ZDF: Wie reagieren Sie denn, wenn Ihnen auf der Straße jemand begegnet, der Elfenbeinschmuck trägt?

Jaenicke: Das kommt ab und zu vor, dass jemand ein Armband aus Elefan­tenhaar, einen Hai-Zahn oder ähnliches trägt. Meistens hört man dann Ausreden. Ich habe kürzlich jemanden getroffen, der einen Löwenzahn um den Hals trug. Er meinte: "Na, das Tier war doch eh schon tot, als der Zahn entnommen wurde." Oft heißt es auch: "Habe ich geschenkt bekommen, hätte ich selbst doch niemals gekauft." Das Nachfragen reicht oft schon, damit es den Leuten unangenehm wird.


ZDF: Sie dagegen können sich anders "schmücken": mit vielen Naturschutz-Auszeichnungen wie dem "Steiger Award", dem "Naturlife Umweltpreis", mit einer "Diva" … und es gab 2010 sogar eine "kulinarische" Nominierung bei der Berlinale.
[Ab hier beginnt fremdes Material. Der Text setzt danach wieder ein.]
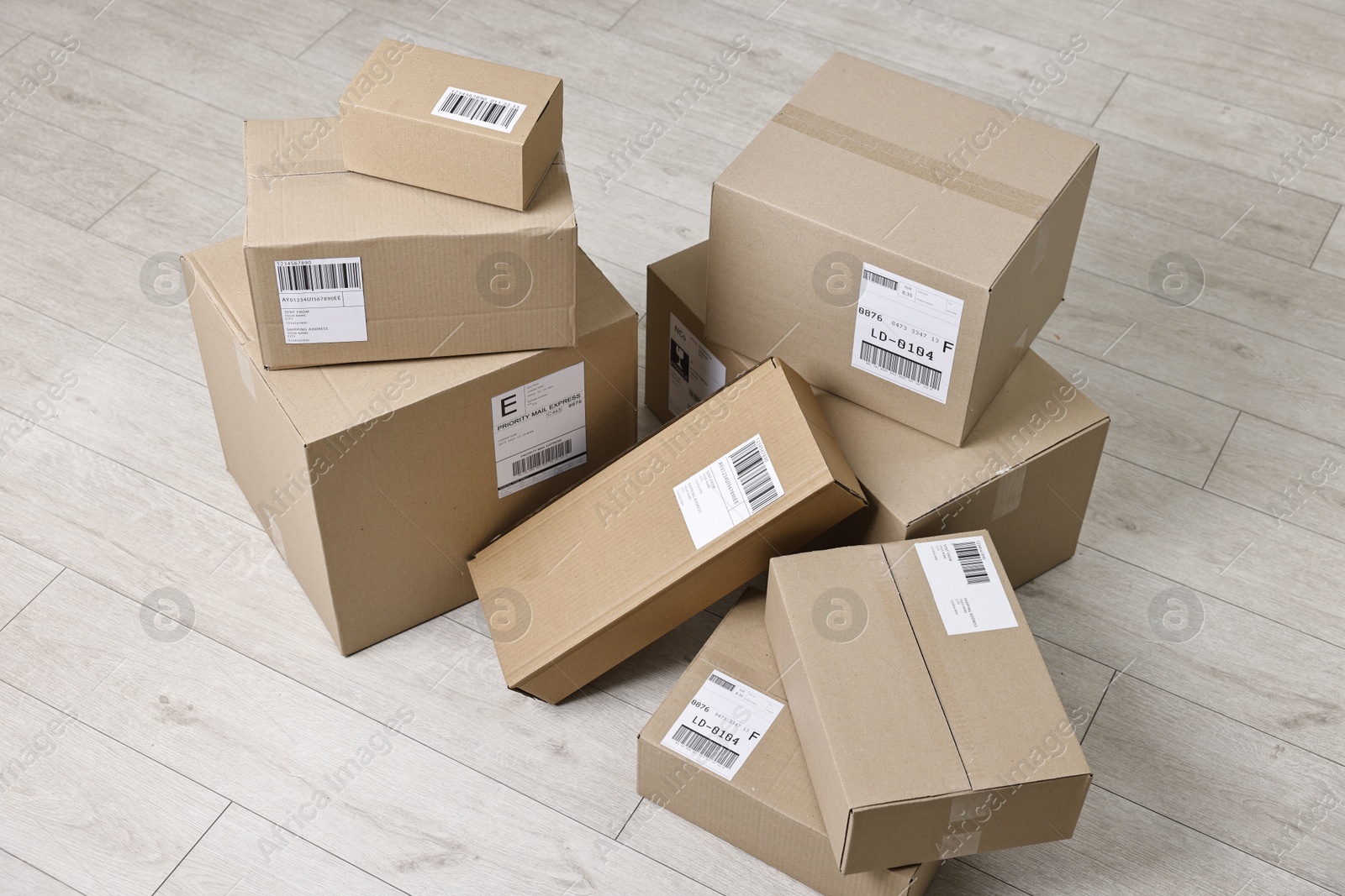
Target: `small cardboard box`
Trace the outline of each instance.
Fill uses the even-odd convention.
[[[336,118],[243,134],[243,253],[269,369],[574,345],[564,159],[519,212],[346,171]]]
[[[468,566],[506,684],[557,703],[861,506],[808,384],[769,359]]]
[[[675,402],[694,403],[753,364],[705,341],[706,246],[648,270],[644,403],[664,422]],[[1014,587],[1068,560],[1110,426],[1081,384],[1029,349],[960,449],[814,390],[869,506],[810,547],[989,529]]]
[[[775,557],[765,627],[842,873],[1073,834],[1092,775],[986,532]]]
[[[242,242],[183,259],[225,462],[342,653],[473,599],[473,551],[635,442],[635,312],[578,265],[576,348],[266,371]]]
[[[837,870],[764,614],[748,588],[644,725],[640,795],[824,896],[920,896],[939,862]]]
[[[1096,152],[837,54],[714,181],[706,334],[962,445],[1065,294]]]
[[[561,150],[561,79],[383,40],[340,116],[350,171],[522,211]]]

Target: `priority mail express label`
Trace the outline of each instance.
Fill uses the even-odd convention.
[[[663,737],[663,746],[733,780],[784,704],[718,669]]]
[[[491,426],[498,497],[588,461],[584,361],[492,398]]]

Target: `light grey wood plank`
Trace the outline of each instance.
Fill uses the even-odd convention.
[[[0,684],[0,848],[89,896],[153,892],[227,802],[83,724],[97,678],[44,705],[17,677]]]
[[[1137,678],[1088,737],[1098,786],[1314,884],[1345,881],[1345,767]]]
[[[156,896],[395,896],[402,891],[303,837],[280,852],[258,844],[274,836],[272,822],[238,803],[225,810]]]
[[[1244,414],[1205,488],[1332,539],[1345,535],[1345,447]]]
[[[412,705],[362,716],[196,631],[149,637],[83,576],[56,584],[0,633],[0,674],[409,893],[712,892],[425,747]],[[258,850],[288,849],[272,836]]]

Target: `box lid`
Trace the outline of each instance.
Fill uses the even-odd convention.
[[[188,290],[199,285],[222,309],[241,351],[250,359],[261,382],[276,395],[295,429],[308,443],[363,423],[360,415],[366,414],[363,408],[370,407],[373,398],[383,398],[389,408],[395,411],[429,395],[504,369],[538,351],[577,353],[574,348],[553,348],[268,371],[262,365],[261,348],[257,344],[257,324],[253,318],[242,239],[230,239],[190,253],[183,258],[183,274]],[[582,251],[576,263],[576,293],[574,321],[580,339],[635,316],[616,287]],[[383,390],[393,376],[389,364],[394,364],[398,371],[410,371],[416,376],[418,387],[414,395],[402,391],[398,398],[387,399]]]
[[[714,185],[990,289],[1095,149],[838,52]]]

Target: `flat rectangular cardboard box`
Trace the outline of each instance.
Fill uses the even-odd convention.
[[[699,700],[702,692],[724,689],[721,682],[730,680],[742,690],[783,704],[741,762],[730,762],[744,752],[741,747],[714,750],[709,747],[716,743],[709,740],[713,735],[697,740],[682,731],[683,712],[695,709],[691,701]],[[717,704],[729,712],[712,717],[712,727],[720,721],[734,739],[751,737],[757,721],[752,704],[733,700],[736,690],[717,696]],[[668,746],[674,737],[687,746],[677,740]],[[921,896],[939,870],[936,861],[858,875],[837,870],[765,634],[765,594],[756,588],[748,588],[724,617],[644,725],[638,743],[636,786],[642,797],[823,896]]]
[[[962,445],[1065,294],[1096,152],[837,54],[714,181],[706,334]]]
[[[506,684],[557,703],[861,506],[808,384],[768,359],[468,566]]]
[[[574,348],[266,371],[242,242],[183,259],[225,462],[342,653],[472,600],[472,552],[635,442],[636,316],[578,267]]]
[[[1092,775],[989,533],[775,557],[765,627],[842,873],[1073,836]]]
[[[269,369],[574,345],[562,157],[521,212],[346,171],[336,118],[243,133],[243,253]]]
[[[340,98],[346,167],[522,211],[561,150],[561,79],[383,40]]]
[[[733,382],[755,363],[705,340],[705,254],[698,243],[650,265],[644,403],[660,420],[671,418],[678,390],[683,403],[703,398],[695,390],[716,364]],[[1029,349],[960,449],[814,390],[869,506],[810,547],[989,529],[1014,587],[1068,560],[1110,426],[1080,391],[1084,377],[1076,380]]]

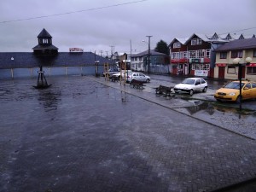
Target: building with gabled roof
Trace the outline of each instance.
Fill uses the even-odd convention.
[[[252,62],[241,67],[241,78],[256,81],[256,38],[244,38],[230,41],[218,49],[214,78],[238,79],[238,65],[233,64],[235,58],[240,58],[245,64],[246,58],[251,57]]]
[[[166,54],[160,53],[155,51],[154,49],[150,49],[150,56],[149,56],[149,70],[151,73],[160,73],[160,66],[162,68],[162,73],[167,73],[168,70],[168,64],[170,64],[169,56]],[[135,54],[131,55],[131,69],[134,71],[143,71],[146,72],[148,70],[148,50],[143,51],[138,54]]]
[[[253,37],[255,37],[254,35]],[[184,43],[175,38],[169,44],[171,73],[195,76],[214,76],[215,49],[235,39],[244,39],[242,34],[230,35],[217,32],[204,35],[193,33]],[[184,38],[183,38],[184,39]],[[179,46],[177,47],[177,44]]]

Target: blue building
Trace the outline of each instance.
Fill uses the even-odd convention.
[[[58,52],[52,37],[43,29],[38,36],[38,44],[33,52],[1,52],[0,79],[38,77],[42,66],[46,76],[95,75],[103,72],[104,63],[113,63],[92,52]]]

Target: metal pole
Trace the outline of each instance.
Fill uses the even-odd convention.
[[[148,38],[148,74],[150,74],[150,58],[149,58],[149,55],[150,55],[150,38],[152,37],[152,35],[148,35],[146,36]]]
[[[241,65],[239,63],[239,110],[241,111]]]

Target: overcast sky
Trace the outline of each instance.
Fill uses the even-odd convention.
[[[255,0],[1,0],[0,52],[32,52],[45,28],[59,52],[108,55],[193,33],[256,35]],[[247,29],[247,30],[246,30]]]

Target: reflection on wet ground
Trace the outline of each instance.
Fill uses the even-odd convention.
[[[194,106],[186,107],[185,108],[191,115],[200,111],[202,113],[205,112],[209,115],[213,115],[214,113],[218,113],[221,116],[225,114],[236,114],[236,116],[239,119],[245,119],[251,123],[256,122],[256,113],[253,110],[244,109],[242,112],[240,112],[237,108],[218,105],[215,102],[208,102],[200,100],[189,100],[189,102],[192,102]]]
[[[212,191],[255,175],[254,141],[196,119],[253,136],[255,124],[210,102],[70,79],[47,90],[0,81],[0,191]]]
[[[218,105],[199,100],[190,100],[194,106],[176,108],[183,113],[207,121],[247,137],[256,139],[255,111],[243,110],[237,108]]]

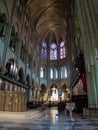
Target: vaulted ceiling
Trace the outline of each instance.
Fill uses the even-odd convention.
[[[39,39],[48,43],[66,41],[71,0],[27,0],[30,22]]]

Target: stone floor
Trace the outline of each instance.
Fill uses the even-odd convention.
[[[34,110],[31,111],[31,114],[33,113]],[[98,118],[84,118],[74,114],[73,120],[70,121],[69,116],[66,116],[65,112],[58,113],[57,108],[38,114],[37,117],[33,114],[27,121],[0,118],[0,130],[98,130]]]

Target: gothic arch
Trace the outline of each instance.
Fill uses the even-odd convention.
[[[23,68],[20,68],[18,71],[18,76],[19,76],[19,82],[25,83],[25,76],[24,76],[24,70]]]

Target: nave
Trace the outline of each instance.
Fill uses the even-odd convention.
[[[57,108],[46,111],[35,109],[31,115],[33,116],[28,121],[12,120],[9,117],[5,120],[0,117],[0,130],[98,130],[98,118],[85,118],[74,113],[74,121],[70,121],[69,115],[65,112],[58,113]]]

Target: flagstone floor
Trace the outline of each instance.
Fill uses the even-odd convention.
[[[0,118],[0,130],[98,130],[98,118],[85,118],[74,114],[71,121],[69,116],[58,113],[57,108],[42,111],[36,117],[36,110],[31,111],[35,115],[27,121],[4,120]],[[38,110],[37,110],[38,111]],[[40,110],[39,110],[40,111]]]

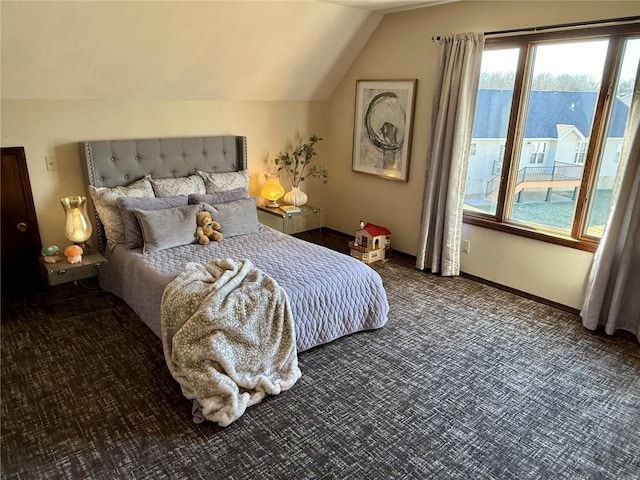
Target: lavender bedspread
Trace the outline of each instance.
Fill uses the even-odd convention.
[[[161,338],[165,287],[188,262],[250,259],[285,290],[298,351],[341,336],[382,327],[389,304],[380,275],[339,252],[261,226],[257,233],[142,254],[123,245],[105,252],[100,286],[126,301]]]

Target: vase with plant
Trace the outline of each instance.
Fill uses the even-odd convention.
[[[329,175],[324,168],[310,165],[316,155],[315,145],[321,140],[322,138],[317,135],[311,135],[309,143],[303,143],[291,153],[281,152],[276,157],[275,163],[278,166],[278,172],[284,170],[291,180],[291,191],[285,194],[285,202],[296,207],[307,203],[307,194],[300,190],[300,184],[304,182],[305,178],[321,178],[322,183],[327,183],[329,180]]]

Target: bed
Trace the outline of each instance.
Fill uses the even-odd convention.
[[[220,209],[252,205],[253,214],[250,207],[243,207],[241,214],[253,221],[255,199],[247,193],[245,137],[90,141],[82,142],[80,147],[90,199],[88,208],[95,219],[93,243],[108,259],[101,267],[100,286],[122,298],[157,336],[161,337],[160,303],[167,285],[187,263],[204,264],[221,258],[250,259],[284,289],[291,305],[298,352],[385,324],[389,306],[377,272],[347,255],[267,226],[257,224],[243,230],[244,226],[238,224],[240,233],[233,232],[221,242],[208,245],[171,239],[168,244],[174,246],[167,247],[161,240],[162,248],[158,249],[147,242],[145,225],[157,225],[160,211],[166,215],[165,212],[187,208],[184,202],[190,206],[191,197],[202,200],[213,196],[212,205]],[[204,182],[204,193],[202,184],[195,183],[198,177],[209,180]],[[119,213],[110,207],[111,213],[121,216],[120,230],[124,233],[129,233],[131,224],[131,218],[126,218],[127,212],[130,214],[127,202],[134,206],[162,203],[162,208],[153,207],[144,213],[144,218],[136,210],[141,231],[116,241],[113,237],[118,232],[114,233],[114,226],[102,221],[108,218],[101,205],[105,198],[111,207],[117,200]],[[233,215],[230,222],[238,218],[236,213]],[[164,222],[163,219],[160,223]],[[136,235],[136,241],[129,242]]]

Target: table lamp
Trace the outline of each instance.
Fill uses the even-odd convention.
[[[64,209],[64,236],[87,251],[86,241],[91,237],[91,222],[87,216],[87,197],[71,196],[60,199]]]
[[[284,187],[280,185],[280,175],[272,173],[266,175],[267,181],[262,187],[260,193],[262,196],[269,200],[267,207],[278,208],[280,204],[276,202],[282,195],[284,195]]]

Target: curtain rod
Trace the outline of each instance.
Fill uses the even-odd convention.
[[[554,28],[570,28],[570,27],[584,27],[588,25],[601,25],[603,23],[620,23],[620,22],[633,22],[639,21],[640,17],[621,17],[621,18],[609,18],[607,20],[590,20],[587,22],[576,22],[576,23],[559,23],[556,25],[541,25],[538,27],[528,27],[528,28],[516,28],[513,30],[496,30],[493,32],[484,32],[486,35],[503,35],[505,33],[528,33],[528,32],[541,32],[543,30],[553,30]],[[441,35],[434,35],[431,37],[431,40],[434,42],[439,42],[442,38]]]

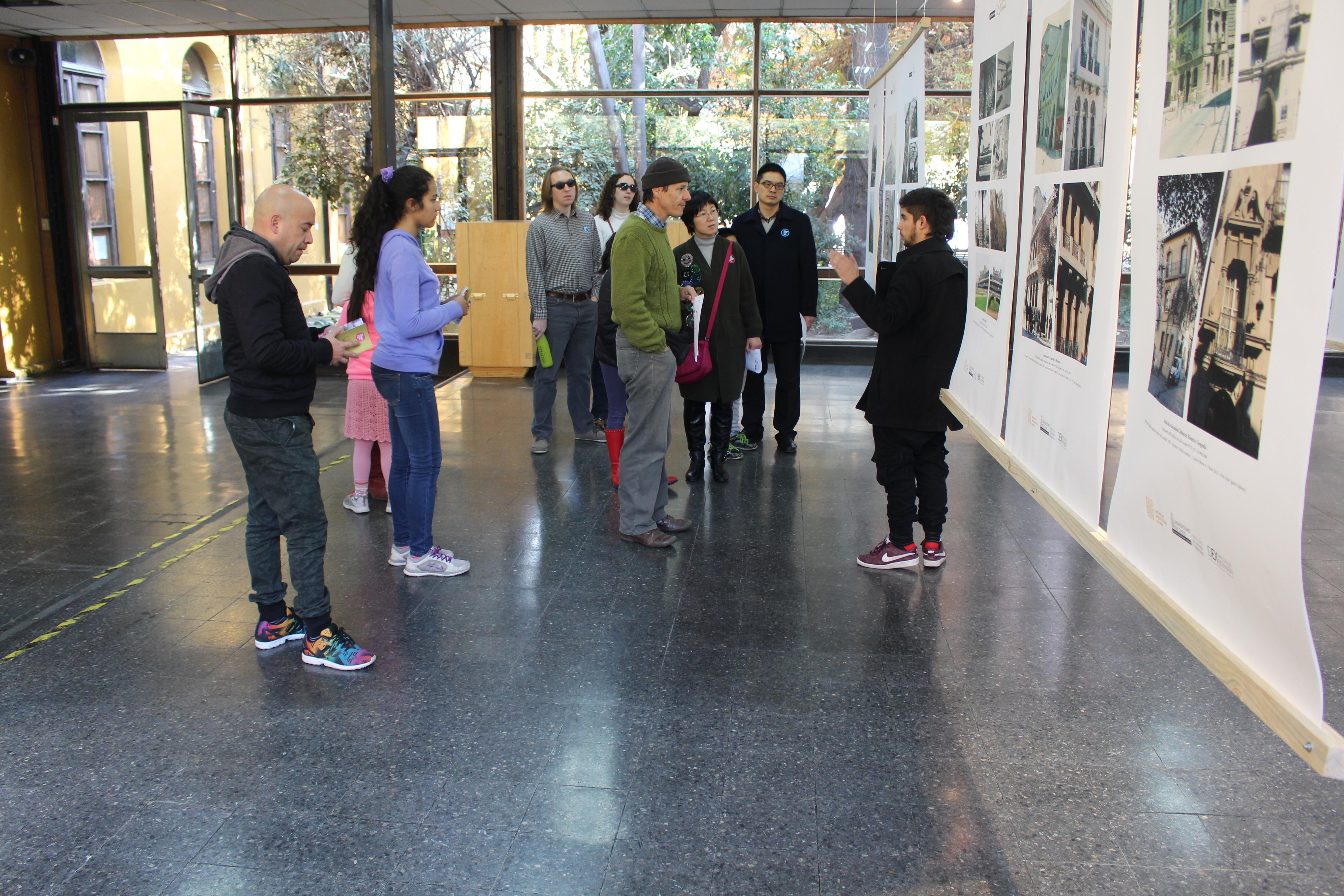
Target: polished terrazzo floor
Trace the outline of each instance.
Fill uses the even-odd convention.
[[[664,552],[616,539],[602,446],[527,453],[526,383],[444,384],[437,525],[468,576],[387,567],[348,461],[323,477],[364,673],[251,647],[224,384],[0,390],[0,653],[125,591],[0,664],[0,892],[1344,892],[1344,782],[968,437],[949,564],[853,563],[883,533],[866,373],[806,368],[798,454],[675,486],[698,525]],[[319,387],[325,463],[344,382]],[[1304,535],[1336,725],[1341,408],[1327,380]]]

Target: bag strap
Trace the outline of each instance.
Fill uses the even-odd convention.
[[[723,257],[723,270],[719,271],[719,289],[714,293],[714,310],[710,312],[710,326],[704,330],[704,339],[710,339],[714,333],[714,318],[719,316],[719,297],[723,296],[723,281],[728,278],[728,262],[732,261],[732,243],[728,243],[728,251]]]

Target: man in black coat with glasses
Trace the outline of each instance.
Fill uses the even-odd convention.
[[[900,199],[900,239],[884,294],[878,296],[849,255],[831,253],[840,294],[878,333],[878,352],[859,410],[872,424],[872,462],[887,490],[888,532],[859,557],[870,570],[939,567],[948,559],[948,430],[961,423],[939,400],[952,382],[966,326],[966,267],[952,254],[957,208],[939,189]],[[914,523],[923,529],[917,544]],[[922,556],[921,556],[922,553]]]

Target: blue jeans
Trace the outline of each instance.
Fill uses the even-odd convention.
[[[323,575],[327,510],[317,482],[313,418],[239,416],[224,411],[224,427],[247,477],[247,570],[253,603],[285,599],[280,579],[280,536],[289,549],[294,615],[320,619],[331,613]]]
[[[409,544],[414,556],[434,547],[434,498],[444,447],[438,437],[438,402],[430,373],[402,373],[371,365],[374,386],[387,400],[392,434],[392,544]]]
[[[589,377],[593,375],[593,352],[597,348],[597,302],[547,298],[546,314],[546,341],[551,344],[552,363],[550,367],[538,363],[536,373],[532,376],[532,435],[551,438],[554,430],[551,408],[555,406],[555,380],[560,376],[560,359],[564,359],[574,433],[587,433],[593,429],[590,410],[593,392]]]

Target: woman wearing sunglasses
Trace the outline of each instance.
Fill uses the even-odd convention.
[[[597,200],[597,208],[593,210],[593,218],[597,219],[597,235],[602,240],[602,249],[606,249],[606,244],[612,242],[612,236],[616,231],[621,230],[621,224],[630,216],[637,191],[638,185],[634,175],[616,173],[606,179],[606,185],[602,187],[602,197]]]

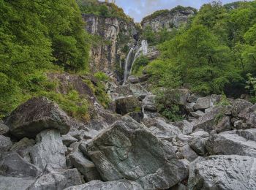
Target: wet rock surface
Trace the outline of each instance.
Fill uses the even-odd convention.
[[[47,98],[33,98],[19,106],[6,121],[10,132],[18,138],[34,137],[47,129],[66,134],[70,129],[67,115]]]
[[[44,98],[0,123],[0,189],[255,189],[255,105],[169,91],[186,113],[170,122],[140,83],[115,88],[116,113],[98,107],[86,123]]]

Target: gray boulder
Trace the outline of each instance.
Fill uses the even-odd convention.
[[[160,140],[171,141],[173,137],[181,133],[177,126],[167,123],[165,119],[161,118],[148,118],[144,121],[143,123]]]
[[[30,149],[32,163],[43,170],[48,164],[66,167],[66,148],[56,129],[45,130],[37,135],[37,144]]]
[[[84,183],[77,169],[61,170],[58,166],[48,165],[43,174],[37,178],[28,190],[62,190]]]
[[[206,153],[206,140],[205,138],[193,137],[189,140],[189,145],[198,155],[203,156]]]
[[[185,106],[186,110],[188,113],[194,112],[194,106],[195,103],[187,103]]]
[[[143,189],[168,189],[187,177],[186,160],[143,126],[122,118],[89,142],[87,151],[104,180],[132,179]]]
[[[140,110],[140,102],[136,96],[123,97],[116,99],[116,113],[125,115]]]
[[[113,100],[120,97],[135,96],[137,97],[145,97],[148,91],[140,84],[127,84],[119,86],[114,88],[111,93]]]
[[[202,110],[213,107],[220,102],[221,97],[221,95],[213,94],[210,96],[198,98],[194,106],[194,109],[195,110]]]
[[[197,99],[200,97],[201,96],[200,96],[199,94],[193,94],[189,95],[189,96],[187,98],[187,102],[189,102],[189,103],[195,103],[197,102]]]
[[[0,153],[7,151],[12,145],[12,142],[10,137],[0,135]]]
[[[256,126],[256,112],[252,107],[244,109],[238,115],[238,118],[247,125],[248,128]]]
[[[238,130],[237,134],[248,140],[256,141],[256,129]]]
[[[183,158],[187,159],[189,162],[192,162],[198,155],[190,148],[189,145],[186,145],[178,149]]]
[[[11,151],[19,151],[27,148],[28,147],[34,146],[35,141],[33,139],[23,138],[20,141],[14,143],[10,149]]]
[[[0,121],[0,135],[6,135],[10,131],[9,127]]]
[[[189,189],[255,189],[255,162],[235,155],[198,158],[189,165]]]
[[[61,134],[70,129],[69,118],[53,102],[45,97],[32,98],[20,105],[6,121],[10,132],[18,138],[34,137],[47,129],[57,129]]]
[[[157,107],[155,102],[156,96],[153,94],[148,94],[142,101],[142,105],[144,110],[157,112]]]
[[[136,182],[119,180],[114,181],[102,182],[100,180],[92,180],[86,184],[71,186],[64,190],[143,190],[142,187]]]
[[[200,110],[197,110],[196,112],[190,113],[190,115],[195,118],[199,118],[200,117],[203,116],[205,115],[205,113],[204,113],[204,112],[202,112]]]
[[[211,155],[237,154],[256,158],[256,142],[248,140],[236,132],[214,134],[206,141],[206,148]]]
[[[8,152],[0,157],[0,175],[8,177],[37,177],[41,170],[27,162],[15,152]]]
[[[86,181],[101,179],[94,164],[86,159],[81,152],[71,153],[69,159],[72,165],[86,178]]]
[[[237,117],[244,109],[252,106],[252,103],[241,99],[234,99],[231,103],[233,106],[232,115],[233,117]]]
[[[193,122],[189,122],[187,120],[175,122],[173,123],[174,126],[178,127],[183,134],[190,134],[193,132]]]
[[[0,189],[28,190],[34,180],[33,178],[15,178],[0,175]]]
[[[78,141],[78,139],[73,137],[70,134],[65,134],[61,136],[62,142],[64,145],[69,147],[72,143]]]
[[[223,115],[219,118],[219,121],[216,121],[217,125],[215,130],[217,132],[222,132],[225,131],[229,131],[231,129],[230,118],[228,116]]]
[[[35,141],[33,139],[25,137],[14,143],[10,151],[16,151],[26,161],[31,162],[29,155],[29,149],[33,147]]]
[[[230,130],[230,122],[226,115],[229,115],[230,109],[230,106],[222,105],[211,107],[195,122],[194,130],[202,129],[207,132],[213,129],[217,129],[219,132]]]

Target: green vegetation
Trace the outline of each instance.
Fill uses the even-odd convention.
[[[45,73],[88,71],[91,39],[75,0],[0,0],[0,118],[34,96],[86,118],[77,92],[57,94]]]
[[[91,80],[85,80],[84,82],[92,89],[99,103],[106,108],[110,102],[110,100],[105,91],[104,83],[110,80],[110,78],[102,72],[96,72],[94,74],[94,77],[97,79],[96,84],[93,84]]]
[[[82,13],[93,14],[104,18],[118,18],[127,22],[133,21],[121,8],[113,3],[99,2],[97,0],[77,0]]]
[[[246,81],[246,86],[249,94],[251,95],[251,102],[256,103],[256,77],[253,77],[252,74],[247,74],[248,80]]]
[[[168,91],[163,91],[162,90],[157,91],[156,94],[157,107],[161,115],[173,122],[183,119],[182,110],[178,104],[175,101],[176,97],[173,97],[172,94],[169,96]],[[179,98],[178,94],[176,95]]]
[[[144,37],[158,45],[161,55],[143,69],[154,87],[186,86],[205,95],[239,96],[244,92],[246,74],[256,75],[255,26],[255,1],[205,4],[169,39],[156,41],[146,28]]]

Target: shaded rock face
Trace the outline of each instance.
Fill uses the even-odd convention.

Jaenicke: Tatsächlich nennt Festivalchef Dieter Kosslick diese Kategorie mit Umweltthemen so. Bekannte Filme wie "Food Inc." über das unglaubliche Geschäft mit genmanipulierten Lebensmitteln liefen dort oder "We feed the world" über die Massenproduktion von Nahrungsmitteln. Eine tolle Idee, mit einer eigenen Umwelt-Kategorie solchen Themen auf einem der größten Filmfestivals der Welt ein Forum zu geben. Kosslick ist sehr umweltengagiert und konsequent: Auf der Berlinale wird nur vegane Kost gereicht.


ZDF: Was können Sie denn nach dem Dreh noch gegen die Elefantenjagd tun?

Jaenicke: Ich unterstütze die im Film vorgestellten Organisationen "David Sheldrick Wildlife Trust", "Save the Elephants", die deutsche AGA (Aktionsgemeinschaft Artenschutz) und die indischstämmige Tier­aktivistin Raabia Hawa in Nairobi. Sie zieht mit ehemaligen Wilde­rern los, um die Elefanten vor den aktiven Jägern zu schützen. Ihre Organisation heißt "Walk with Rangers". Sie alle brauchen Spendengelder. Und ich unterstütze jede Initiative gegen wilde Tiere im Zirkus.